I did not take the Prince Consort’s book away with me to the Continent. Whatever else it might be, it was certainly not holiday reading, and it would have needed a portmanteau to itself. But the reverberation of the extraordinary and almost unequalled “boom” which the book made reached me in the recesses of Switzerland. I came on The Times of three days before in my hotel, and it had three columns and a half on Mr Thompson Clinton’s work. The weekly Budget which my sister sent to me at Andermatt contained, besides a long review, a portrait of the Prince Consort (he must have sat to them on purpose) and a biographical sketch of him, quite accurate as to the remarkably few incidents which his previous life contained. It was this sketch which first caused me to begin to realise what was happening. For the sketch, after a series of eulogies (which to my prepossessed mind seemed absurdly extravagant) on the Prince Consort, reached its conclusion with the following remark:—“Mr Thompson Clinton’s wife is also a writer, and is known in the literary world as the author of more than one clever and amusing novel.” I laid down the Budget with a vague feeling that a revolution had occurred. It was now Mrs Clinton who “wrote too.”

I was right in my feeling, yet my feeling was inadequate to the reality with which I was faced on my return to England. The Prince Consort was the hero of the hour.

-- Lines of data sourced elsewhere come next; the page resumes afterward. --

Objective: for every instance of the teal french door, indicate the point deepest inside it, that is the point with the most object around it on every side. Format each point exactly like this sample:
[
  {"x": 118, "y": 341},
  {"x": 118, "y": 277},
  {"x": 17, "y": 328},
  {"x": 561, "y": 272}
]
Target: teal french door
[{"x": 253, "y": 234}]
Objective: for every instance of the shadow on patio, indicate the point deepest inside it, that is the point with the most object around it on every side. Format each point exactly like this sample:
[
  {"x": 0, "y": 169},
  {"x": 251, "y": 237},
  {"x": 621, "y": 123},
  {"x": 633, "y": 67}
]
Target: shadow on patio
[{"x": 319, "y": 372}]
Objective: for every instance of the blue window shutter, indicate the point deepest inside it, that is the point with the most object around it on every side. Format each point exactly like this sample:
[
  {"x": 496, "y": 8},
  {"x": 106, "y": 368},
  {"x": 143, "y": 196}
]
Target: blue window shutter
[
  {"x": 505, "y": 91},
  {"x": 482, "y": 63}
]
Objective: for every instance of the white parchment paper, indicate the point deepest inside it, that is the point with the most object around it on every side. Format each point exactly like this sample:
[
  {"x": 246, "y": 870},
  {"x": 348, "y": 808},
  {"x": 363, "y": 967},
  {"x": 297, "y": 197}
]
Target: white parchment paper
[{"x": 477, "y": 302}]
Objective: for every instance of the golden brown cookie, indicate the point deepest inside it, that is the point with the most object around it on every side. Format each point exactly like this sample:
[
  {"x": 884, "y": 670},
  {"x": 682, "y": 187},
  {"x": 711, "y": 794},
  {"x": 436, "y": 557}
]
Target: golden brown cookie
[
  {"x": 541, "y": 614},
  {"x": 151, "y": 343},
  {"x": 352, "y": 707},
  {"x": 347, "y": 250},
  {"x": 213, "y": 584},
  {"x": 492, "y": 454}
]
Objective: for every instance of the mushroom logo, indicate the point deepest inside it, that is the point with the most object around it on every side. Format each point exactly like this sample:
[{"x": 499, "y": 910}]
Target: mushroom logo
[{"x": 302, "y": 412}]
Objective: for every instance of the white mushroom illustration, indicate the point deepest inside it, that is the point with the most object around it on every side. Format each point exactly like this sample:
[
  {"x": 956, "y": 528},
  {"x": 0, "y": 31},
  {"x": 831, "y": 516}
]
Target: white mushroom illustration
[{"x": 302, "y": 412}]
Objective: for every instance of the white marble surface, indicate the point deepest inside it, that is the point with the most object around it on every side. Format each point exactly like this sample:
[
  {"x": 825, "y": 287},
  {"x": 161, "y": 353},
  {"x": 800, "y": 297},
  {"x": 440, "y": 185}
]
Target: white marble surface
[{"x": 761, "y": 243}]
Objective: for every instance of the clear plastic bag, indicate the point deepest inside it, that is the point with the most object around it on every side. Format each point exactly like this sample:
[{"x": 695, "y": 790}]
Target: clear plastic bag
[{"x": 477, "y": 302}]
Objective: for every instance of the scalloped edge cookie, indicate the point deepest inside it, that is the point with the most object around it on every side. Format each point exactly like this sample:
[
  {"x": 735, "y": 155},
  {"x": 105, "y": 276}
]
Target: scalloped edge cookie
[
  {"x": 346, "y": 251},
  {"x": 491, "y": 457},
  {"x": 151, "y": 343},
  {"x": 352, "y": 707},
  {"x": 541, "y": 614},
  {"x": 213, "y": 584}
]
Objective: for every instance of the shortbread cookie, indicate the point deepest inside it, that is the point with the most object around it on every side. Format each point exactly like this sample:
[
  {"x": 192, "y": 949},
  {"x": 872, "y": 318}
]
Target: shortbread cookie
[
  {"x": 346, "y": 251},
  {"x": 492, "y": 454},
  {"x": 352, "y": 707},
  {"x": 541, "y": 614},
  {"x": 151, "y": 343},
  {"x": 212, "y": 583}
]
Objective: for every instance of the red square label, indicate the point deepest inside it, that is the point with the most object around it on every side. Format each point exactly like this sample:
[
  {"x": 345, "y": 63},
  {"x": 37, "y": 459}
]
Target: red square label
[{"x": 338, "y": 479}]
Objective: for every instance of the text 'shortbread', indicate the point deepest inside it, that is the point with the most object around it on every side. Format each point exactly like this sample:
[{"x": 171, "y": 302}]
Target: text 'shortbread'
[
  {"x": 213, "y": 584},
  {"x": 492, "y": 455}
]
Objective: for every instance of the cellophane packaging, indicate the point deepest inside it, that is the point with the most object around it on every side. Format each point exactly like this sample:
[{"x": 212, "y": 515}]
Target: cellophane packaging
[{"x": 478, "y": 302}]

I had written him a line of warm congratulation, and I settled at once to the book, not only in order to be able to talk about it, but also because I could not, without personal investigation, believe that he had done all they said. But he had. It was a wonderful book—full of learning and research, acute and profound in argument, and (greatest of all surprises) eminently lucid, polished, and even brilliant in style; irony, pathos, wit—the Prince Consort had them all. I laid the second volume down, wondering no longer that he had become an authority, that his name appeared in the lists of public banquets, that he was quoted now by one, now by the other, political party, and that translations into French and German were to be undertaken by distinguished savants.

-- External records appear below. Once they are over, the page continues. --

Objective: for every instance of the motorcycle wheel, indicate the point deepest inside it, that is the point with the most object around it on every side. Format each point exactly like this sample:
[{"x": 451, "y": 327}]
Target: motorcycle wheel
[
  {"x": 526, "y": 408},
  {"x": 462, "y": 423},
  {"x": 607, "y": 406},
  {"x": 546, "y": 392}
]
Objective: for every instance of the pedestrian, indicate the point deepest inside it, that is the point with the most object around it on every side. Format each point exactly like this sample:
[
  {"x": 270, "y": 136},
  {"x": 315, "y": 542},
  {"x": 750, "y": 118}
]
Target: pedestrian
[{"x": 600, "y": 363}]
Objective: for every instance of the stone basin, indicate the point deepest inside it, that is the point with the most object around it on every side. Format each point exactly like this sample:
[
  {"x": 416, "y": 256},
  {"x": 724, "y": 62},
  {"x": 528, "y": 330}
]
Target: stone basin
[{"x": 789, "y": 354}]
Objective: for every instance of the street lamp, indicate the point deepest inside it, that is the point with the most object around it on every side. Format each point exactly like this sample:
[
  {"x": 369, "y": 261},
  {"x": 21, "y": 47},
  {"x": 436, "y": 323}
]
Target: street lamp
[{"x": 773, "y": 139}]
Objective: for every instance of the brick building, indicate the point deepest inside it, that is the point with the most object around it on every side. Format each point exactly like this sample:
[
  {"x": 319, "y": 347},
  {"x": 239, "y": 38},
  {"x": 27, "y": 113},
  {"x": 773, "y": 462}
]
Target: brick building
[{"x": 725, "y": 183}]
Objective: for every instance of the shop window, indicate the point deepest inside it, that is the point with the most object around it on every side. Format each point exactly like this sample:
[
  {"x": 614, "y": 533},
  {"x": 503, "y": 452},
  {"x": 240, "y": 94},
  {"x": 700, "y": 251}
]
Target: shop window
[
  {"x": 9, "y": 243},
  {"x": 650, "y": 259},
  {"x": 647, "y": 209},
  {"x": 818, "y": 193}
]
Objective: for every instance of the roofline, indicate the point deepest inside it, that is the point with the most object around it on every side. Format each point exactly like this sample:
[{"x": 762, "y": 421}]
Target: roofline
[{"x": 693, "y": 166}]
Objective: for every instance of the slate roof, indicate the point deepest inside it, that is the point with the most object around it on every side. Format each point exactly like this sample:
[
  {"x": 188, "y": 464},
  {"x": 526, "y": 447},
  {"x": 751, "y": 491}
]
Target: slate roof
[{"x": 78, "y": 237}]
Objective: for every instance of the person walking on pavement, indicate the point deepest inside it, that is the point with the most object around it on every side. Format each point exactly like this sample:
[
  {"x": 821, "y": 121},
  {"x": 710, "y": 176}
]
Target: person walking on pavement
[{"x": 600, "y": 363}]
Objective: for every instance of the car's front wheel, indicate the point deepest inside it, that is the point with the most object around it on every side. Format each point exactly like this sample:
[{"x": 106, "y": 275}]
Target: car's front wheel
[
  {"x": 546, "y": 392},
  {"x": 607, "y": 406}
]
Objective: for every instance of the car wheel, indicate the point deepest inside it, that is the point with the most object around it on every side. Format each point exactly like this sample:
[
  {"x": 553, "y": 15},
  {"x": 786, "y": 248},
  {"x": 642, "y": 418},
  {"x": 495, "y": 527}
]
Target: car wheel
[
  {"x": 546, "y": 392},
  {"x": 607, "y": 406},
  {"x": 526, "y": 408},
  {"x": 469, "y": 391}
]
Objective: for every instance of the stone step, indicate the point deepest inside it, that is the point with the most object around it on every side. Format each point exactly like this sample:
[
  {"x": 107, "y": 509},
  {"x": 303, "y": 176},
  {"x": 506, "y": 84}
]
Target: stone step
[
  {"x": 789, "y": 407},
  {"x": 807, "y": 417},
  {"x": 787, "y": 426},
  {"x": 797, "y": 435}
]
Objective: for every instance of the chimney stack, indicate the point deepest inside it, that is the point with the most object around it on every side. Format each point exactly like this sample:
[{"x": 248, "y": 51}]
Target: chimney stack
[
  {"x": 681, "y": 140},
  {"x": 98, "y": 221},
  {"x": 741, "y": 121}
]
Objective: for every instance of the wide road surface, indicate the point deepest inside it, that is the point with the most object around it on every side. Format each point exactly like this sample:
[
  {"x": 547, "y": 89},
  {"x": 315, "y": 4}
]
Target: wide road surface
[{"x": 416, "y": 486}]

And of course both The Quarterly and The Edinburgh had articles—“did him,” as his wife had phrased it. Upon which, being invited by Mrs Clinton to an evening party, I made a point of going.

There were a great many people there that night. A large group was on the hearthrug. I am tall, and looking over the heads of the assembly I saw the Prince Consort standing there. He was smiling, still rather nervously, and was talking in quick eager tones. Everyone listened in deferential silence, broken by murmurs of “Yes, yes,” or “How true!” or “I never thought of that!” And Muriel held the Prince Consort’s hand, and looked up at him with adoration in her young eyes. I rejoiced with the Prince Consort in his hour of deserved triumph, but I did not, somehow, find Muriel as “pretty a picture” as a lady told me later on that she was. Indeed, I thought that the child would have been as well—or better—in bed. I turned round and looked for Mrs Clinton. Ah, there she was, on her usual sofa. By her side sat Lady Troughton; nobody else was near. Mrs Clinton was talking very quickly and vivaciously to her companion, who rose as I approached, gave me her hand, and then passed on to join the group on the hearthrug. I sat down by Mrs Clinton, and began to congratulate her on her husband’s marvellous triumph.

“Yes,” said she, “do you see he’s in both the quarterlies?”